Given two functions ${\displaystyle f:X\to Y}$ and ${\displaystyle g:Y\to Z}$, we may be interested in first evaluating f at some ${\displaystyle x\in X}$ and then evaluating g at ${\displaystyle f(x)}$. To this end, we define the composition' of these functions, written ${\displaystyle g\circ f}$, as

${\displaystyle (g\circ f)(x)=g(f(x))}$

Note that the composition of these functions maps an element in ${\displaystyle X}$ to an element in ${\displaystyle Z}$, so we would write ${\displaystyle g\circ f:X\to Z}$.

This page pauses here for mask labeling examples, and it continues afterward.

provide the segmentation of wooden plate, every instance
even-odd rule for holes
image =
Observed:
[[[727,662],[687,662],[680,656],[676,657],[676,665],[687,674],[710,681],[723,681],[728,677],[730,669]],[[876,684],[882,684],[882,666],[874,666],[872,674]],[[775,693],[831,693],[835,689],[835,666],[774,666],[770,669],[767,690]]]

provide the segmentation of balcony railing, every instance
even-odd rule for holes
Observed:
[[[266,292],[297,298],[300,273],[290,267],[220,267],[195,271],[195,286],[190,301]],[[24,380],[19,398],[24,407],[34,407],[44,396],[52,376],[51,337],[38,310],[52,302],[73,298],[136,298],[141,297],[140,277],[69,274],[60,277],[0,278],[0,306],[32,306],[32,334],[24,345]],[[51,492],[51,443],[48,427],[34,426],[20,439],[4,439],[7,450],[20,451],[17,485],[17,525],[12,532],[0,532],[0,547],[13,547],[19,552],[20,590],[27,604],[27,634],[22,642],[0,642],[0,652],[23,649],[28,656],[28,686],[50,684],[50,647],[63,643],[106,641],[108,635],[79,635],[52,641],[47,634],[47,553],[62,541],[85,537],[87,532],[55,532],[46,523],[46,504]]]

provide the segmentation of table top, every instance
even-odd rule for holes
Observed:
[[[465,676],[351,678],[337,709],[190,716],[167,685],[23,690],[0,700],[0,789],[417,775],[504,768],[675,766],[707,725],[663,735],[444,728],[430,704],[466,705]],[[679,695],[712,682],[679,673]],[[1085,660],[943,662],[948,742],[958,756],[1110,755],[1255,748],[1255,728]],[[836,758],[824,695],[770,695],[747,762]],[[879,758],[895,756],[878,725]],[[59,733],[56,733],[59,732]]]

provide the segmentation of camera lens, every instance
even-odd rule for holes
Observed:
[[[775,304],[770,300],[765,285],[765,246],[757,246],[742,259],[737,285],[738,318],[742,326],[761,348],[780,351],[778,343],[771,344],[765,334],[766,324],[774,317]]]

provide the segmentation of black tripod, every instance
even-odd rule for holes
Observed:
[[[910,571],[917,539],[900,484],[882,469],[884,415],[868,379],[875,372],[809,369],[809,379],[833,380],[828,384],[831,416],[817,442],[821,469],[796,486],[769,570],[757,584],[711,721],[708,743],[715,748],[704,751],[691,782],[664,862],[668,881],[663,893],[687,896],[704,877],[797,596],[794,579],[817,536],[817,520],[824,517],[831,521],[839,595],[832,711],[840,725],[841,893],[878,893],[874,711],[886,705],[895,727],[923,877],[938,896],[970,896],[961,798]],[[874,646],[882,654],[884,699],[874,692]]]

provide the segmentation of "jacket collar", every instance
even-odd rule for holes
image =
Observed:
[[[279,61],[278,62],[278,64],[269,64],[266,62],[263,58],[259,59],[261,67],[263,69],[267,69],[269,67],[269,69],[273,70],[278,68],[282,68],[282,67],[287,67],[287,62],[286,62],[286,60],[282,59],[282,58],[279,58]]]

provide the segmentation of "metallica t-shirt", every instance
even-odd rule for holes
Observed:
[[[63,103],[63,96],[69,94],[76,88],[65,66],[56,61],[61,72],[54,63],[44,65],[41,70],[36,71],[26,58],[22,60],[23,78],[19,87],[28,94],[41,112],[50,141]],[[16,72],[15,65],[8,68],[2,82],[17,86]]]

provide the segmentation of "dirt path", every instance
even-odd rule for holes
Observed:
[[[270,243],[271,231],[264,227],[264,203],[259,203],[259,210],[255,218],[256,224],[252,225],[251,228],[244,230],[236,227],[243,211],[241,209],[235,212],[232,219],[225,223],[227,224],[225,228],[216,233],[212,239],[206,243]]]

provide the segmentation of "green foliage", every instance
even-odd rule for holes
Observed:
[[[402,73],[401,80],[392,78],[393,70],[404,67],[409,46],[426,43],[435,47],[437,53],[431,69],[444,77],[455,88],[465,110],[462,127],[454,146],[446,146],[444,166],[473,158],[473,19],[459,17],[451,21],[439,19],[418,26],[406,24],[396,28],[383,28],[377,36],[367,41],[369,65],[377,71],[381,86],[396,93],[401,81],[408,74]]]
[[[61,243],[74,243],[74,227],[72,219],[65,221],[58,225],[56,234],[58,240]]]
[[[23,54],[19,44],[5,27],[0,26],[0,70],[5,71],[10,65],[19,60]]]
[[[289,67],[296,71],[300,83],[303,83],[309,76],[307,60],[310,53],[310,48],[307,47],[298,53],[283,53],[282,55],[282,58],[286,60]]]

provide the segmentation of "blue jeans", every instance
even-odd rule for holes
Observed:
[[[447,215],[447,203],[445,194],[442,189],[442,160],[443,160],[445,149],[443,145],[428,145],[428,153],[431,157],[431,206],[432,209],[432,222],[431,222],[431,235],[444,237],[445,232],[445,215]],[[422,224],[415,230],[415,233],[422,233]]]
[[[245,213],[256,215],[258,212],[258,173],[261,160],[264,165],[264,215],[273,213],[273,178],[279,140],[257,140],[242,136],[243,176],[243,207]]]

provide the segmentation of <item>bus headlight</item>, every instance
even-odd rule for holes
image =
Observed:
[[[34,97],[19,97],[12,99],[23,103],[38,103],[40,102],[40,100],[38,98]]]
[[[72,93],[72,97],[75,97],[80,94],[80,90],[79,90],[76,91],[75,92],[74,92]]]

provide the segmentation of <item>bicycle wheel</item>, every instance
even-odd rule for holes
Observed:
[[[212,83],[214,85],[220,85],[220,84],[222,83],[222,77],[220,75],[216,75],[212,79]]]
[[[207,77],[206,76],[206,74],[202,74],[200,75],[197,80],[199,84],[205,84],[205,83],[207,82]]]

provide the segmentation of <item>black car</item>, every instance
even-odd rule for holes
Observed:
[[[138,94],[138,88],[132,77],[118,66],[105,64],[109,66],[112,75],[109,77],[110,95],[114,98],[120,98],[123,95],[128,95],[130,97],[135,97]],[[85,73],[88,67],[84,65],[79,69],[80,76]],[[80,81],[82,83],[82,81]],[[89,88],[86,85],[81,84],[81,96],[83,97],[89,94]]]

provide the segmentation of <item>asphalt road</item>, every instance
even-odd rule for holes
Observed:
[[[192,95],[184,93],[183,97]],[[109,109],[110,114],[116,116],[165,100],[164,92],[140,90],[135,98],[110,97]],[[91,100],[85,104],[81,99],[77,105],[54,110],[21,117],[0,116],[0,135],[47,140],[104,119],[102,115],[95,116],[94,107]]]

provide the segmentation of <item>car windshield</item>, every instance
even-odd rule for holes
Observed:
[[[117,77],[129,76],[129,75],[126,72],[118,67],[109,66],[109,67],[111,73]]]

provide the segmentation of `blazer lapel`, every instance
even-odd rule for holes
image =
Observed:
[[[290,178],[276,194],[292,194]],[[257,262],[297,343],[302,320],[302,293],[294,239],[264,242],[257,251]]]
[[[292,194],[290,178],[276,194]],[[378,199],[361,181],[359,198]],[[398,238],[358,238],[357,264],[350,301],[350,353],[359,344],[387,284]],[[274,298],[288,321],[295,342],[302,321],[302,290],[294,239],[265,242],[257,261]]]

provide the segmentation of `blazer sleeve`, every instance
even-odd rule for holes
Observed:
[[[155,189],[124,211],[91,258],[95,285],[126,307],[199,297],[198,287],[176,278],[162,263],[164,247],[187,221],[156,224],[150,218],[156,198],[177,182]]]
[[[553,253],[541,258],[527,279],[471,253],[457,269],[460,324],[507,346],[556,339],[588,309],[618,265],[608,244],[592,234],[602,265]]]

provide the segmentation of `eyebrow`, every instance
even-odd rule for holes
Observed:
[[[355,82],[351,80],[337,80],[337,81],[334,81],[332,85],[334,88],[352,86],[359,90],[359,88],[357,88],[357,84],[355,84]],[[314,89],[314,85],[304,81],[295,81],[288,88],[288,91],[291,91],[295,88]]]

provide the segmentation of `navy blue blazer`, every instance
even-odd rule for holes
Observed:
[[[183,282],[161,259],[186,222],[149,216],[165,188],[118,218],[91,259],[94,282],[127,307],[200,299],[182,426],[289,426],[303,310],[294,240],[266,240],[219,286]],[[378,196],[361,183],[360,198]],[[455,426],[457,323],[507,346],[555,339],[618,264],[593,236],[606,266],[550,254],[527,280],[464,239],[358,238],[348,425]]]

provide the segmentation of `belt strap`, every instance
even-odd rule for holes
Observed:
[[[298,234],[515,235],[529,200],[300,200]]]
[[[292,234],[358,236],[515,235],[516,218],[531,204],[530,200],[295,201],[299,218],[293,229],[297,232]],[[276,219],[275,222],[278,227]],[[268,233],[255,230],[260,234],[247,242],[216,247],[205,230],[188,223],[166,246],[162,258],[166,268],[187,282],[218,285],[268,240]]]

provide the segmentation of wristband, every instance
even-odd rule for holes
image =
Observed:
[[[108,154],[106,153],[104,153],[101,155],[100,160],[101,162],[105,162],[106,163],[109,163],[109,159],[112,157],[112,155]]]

If there exists a function ${\displaystyle g:Y\to X}$ such that for ${\displaystyle f:X\to Y}$, ${\displaystyle g\circ f=I_X}$, we call ${\displaystyle g}$ a left inverse of ${\displaystyle f}$. If a left inverse for ${\displaystyle f}$ exists, we say that ${\displaystyle f}$ is left invertible. Similarly, if there exists a function ${\displaystyle h:Y\to X}$ such that ${\displaystyle f\circ h=I_Y}$ then we call ${\displaystyle h}$ a right inverse of ${\displaystyle f}$. If such an ${\displaystyle h}$ exists, we say that ${\displaystyle f}$ is right invertible. If there exists an element which is both a left and right inverse of ${\displaystyle f}$, we say that such an element is the inverse of ${\displaystyle f}$ and denote it by ${\displaystyle f^{-1}}$. Be careful not to confuse this with the preimage of f; the preimage of f always exists while the inverse may not. Proof of the following theorems is left as an exercise to the reader.

Theorem: If a function has both a left inverse ${\displaystyle g}$ and a right inverse ${\displaystyle h}$, then ${\displaystyle g=h=f^{-1}}$.

Theorem: A function is invertible if and only if it is bijective.